Sunday, June 4, 2017

1981 (6) - Kim and Doug, Yacht Regen Tag

Regatta.  An art quilt, 35" x 29"

To go to the beginning of this book, Tropic Moon: Memories, click HERE.

I tried to figure out why we got along so well with Kim and Doug.  I decided it was because we must think alike, or be crazy in the same ways because, after all, we did choose the same boat.  When Tropic Moon was built in 1961, she was one of a total of fourteen yachts made to the same design.  Regen Tag was one of Tropic Moon’s sister ships.  Forty-two feet, steel-hulled ketch, teak cabin trunk - she looked just like us! 

Kim and Doug found Regen Tag in Florida.  While they were getting her ready to go cruising, they were docked next to another boat that had a crew member named Stumpy.  When we were in Grenada getting Tropic Moon ready to go cruising, we were docked next to a boat whose captain was this self-same Stumpy, a native of Grenada.  Stumpy had told Kim and Doug about Tropic Moon, so they had the vague idea of keeping an eye out for us, even though it had been two years since Stumpy had last seen our boat. 

Kim and Doug, with three friends as crew, sailed Regen Tag down to the Virgin Islands.  One day they were touring Tortola by car.  In driving past Maya Cove, they spotted Tropic Moon resting at anchor.  They didn't meet us that day, or the day in June when they brought Regen Tag through Maya Cove. (I was in the States for the month, and Ed was at work).  They finally did meet Ed by going to see him at the shop.  Ed wasn't surprised to hear about our sister ship.  One evening he'd been having drinks on a British boat when Martin, glancing out into the Channel, had exclaimed, "Oh Ed, I say, there goes your bloody boat!" - as Regen Tag sailed past. 

Regatta.  Detail.

It was two months later when they sailed into Road Town and I saw Regen Tag for the first time.  I rowed over for a visit, and was given a tour.  While the boats were alike on the outside, the interiors were totally different.  While I felt like an idiot, I kept pointing out things (our hall is in a different place; we have a dresser instead of a door here; your galley looks longer than ours).  Kim and Doug came over for drinks that evening.  In going through Tropic Moon, they exclaimed and puzzled as I had done earlier, so I felt a whole lot better about my behavior that afternoon.

Doug thought it would be fun to compare Tropic Moon and Regen Tag under sail.  The two weekends we planned to sail, there wasn't any wind.  We did meet one weekend with the two boats over at Little Harbour on Peter Island, a pretty palm-fringed bay.  While Ed was taking advantage of the clear water to scrape Tropic Moon’s bottom, he was kept company by a four-foot fish.  When we all went swimming between the boats, the fish followed us back and forth.  It seemed to enjoy hanging out in the shade under Regen Tag's rubber dinghy. 
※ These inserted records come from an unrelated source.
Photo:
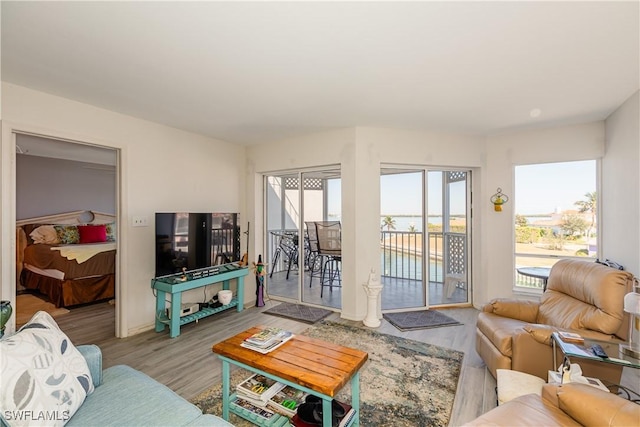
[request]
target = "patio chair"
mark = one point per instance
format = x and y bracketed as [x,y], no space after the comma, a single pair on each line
[313,258]
[330,251]
[287,249]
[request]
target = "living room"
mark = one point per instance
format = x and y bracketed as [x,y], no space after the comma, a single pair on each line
[200,179]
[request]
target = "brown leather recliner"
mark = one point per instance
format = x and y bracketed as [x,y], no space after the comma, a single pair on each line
[564,405]
[581,296]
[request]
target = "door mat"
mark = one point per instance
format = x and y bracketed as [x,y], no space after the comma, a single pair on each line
[303,313]
[405,383]
[425,319]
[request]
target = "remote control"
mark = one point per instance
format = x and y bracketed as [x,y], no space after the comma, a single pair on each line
[599,351]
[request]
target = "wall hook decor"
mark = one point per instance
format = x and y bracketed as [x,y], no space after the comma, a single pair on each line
[498,200]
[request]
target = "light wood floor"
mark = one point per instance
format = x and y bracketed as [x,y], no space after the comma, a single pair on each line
[187,365]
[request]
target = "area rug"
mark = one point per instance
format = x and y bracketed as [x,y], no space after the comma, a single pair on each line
[403,383]
[303,313]
[27,305]
[424,319]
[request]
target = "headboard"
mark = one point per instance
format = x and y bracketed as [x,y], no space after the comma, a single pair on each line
[75,217]
[25,226]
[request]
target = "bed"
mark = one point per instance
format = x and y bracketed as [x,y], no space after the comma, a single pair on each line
[70,257]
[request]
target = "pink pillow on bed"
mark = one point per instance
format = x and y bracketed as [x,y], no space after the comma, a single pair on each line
[92,233]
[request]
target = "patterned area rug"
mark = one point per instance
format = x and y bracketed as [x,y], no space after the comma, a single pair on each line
[425,319]
[299,312]
[404,382]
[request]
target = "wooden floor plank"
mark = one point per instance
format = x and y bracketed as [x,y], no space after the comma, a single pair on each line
[187,365]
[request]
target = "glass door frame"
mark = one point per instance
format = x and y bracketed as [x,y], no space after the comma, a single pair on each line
[300,175]
[426,275]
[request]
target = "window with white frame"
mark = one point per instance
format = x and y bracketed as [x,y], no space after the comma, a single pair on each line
[556,216]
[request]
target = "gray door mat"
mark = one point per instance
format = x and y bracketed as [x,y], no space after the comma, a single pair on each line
[303,313]
[424,319]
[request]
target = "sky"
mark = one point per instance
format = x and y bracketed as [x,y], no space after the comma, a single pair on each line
[540,189]
[546,188]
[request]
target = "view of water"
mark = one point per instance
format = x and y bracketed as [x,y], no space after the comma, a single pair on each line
[409,267]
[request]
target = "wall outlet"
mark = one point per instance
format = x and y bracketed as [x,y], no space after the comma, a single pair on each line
[140,221]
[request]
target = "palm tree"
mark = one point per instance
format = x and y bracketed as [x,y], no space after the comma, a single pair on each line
[589,205]
[389,222]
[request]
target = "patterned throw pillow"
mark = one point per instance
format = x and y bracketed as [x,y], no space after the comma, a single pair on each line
[93,233]
[45,379]
[111,232]
[45,234]
[67,234]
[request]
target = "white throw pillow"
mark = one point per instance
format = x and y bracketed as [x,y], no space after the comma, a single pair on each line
[45,234]
[45,379]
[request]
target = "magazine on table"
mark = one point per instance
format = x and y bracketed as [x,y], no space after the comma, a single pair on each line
[570,337]
[259,387]
[264,413]
[286,401]
[265,337]
[264,350]
[267,340]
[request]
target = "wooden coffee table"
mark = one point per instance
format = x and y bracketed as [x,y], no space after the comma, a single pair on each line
[311,365]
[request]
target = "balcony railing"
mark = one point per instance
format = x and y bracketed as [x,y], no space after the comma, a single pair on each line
[401,253]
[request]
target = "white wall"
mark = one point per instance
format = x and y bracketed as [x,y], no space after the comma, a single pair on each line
[360,152]
[621,186]
[65,185]
[504,152]
[162,169]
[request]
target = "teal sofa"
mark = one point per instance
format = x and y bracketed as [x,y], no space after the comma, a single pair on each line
[125,396]
[47,381]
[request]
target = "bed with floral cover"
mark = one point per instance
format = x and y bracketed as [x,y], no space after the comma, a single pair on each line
[69,257]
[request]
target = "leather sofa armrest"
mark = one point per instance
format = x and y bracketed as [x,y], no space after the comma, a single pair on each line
[550,394]
[540,333]
[591,406]
[526,311]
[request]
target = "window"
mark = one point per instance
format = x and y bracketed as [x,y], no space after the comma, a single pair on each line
[555,215]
At first we’d thought the fish was a tarpon.  I went snorkeling, and when I swam back to Tropic Moon, I was still wearing my mask.  As I neared the boat, I spotted the fish against the hull – right under our boarding ladder!  He “grinned” at me; I saw a whole mouthful of teeth.  I called up to Ed, “Are you sure that’s not a barracuda?”  I waited till the fish moved away from the hull before I went to the ladder.  We looked in our fish book, and determined it was a barracuda.  Seemed friendly enough!

That night Kim and Doug barbecued chicken on their grill.  Kim had made two salads to go with the chicken – one fruit, and one vegetable.  We had a peaceful dinner under the stars.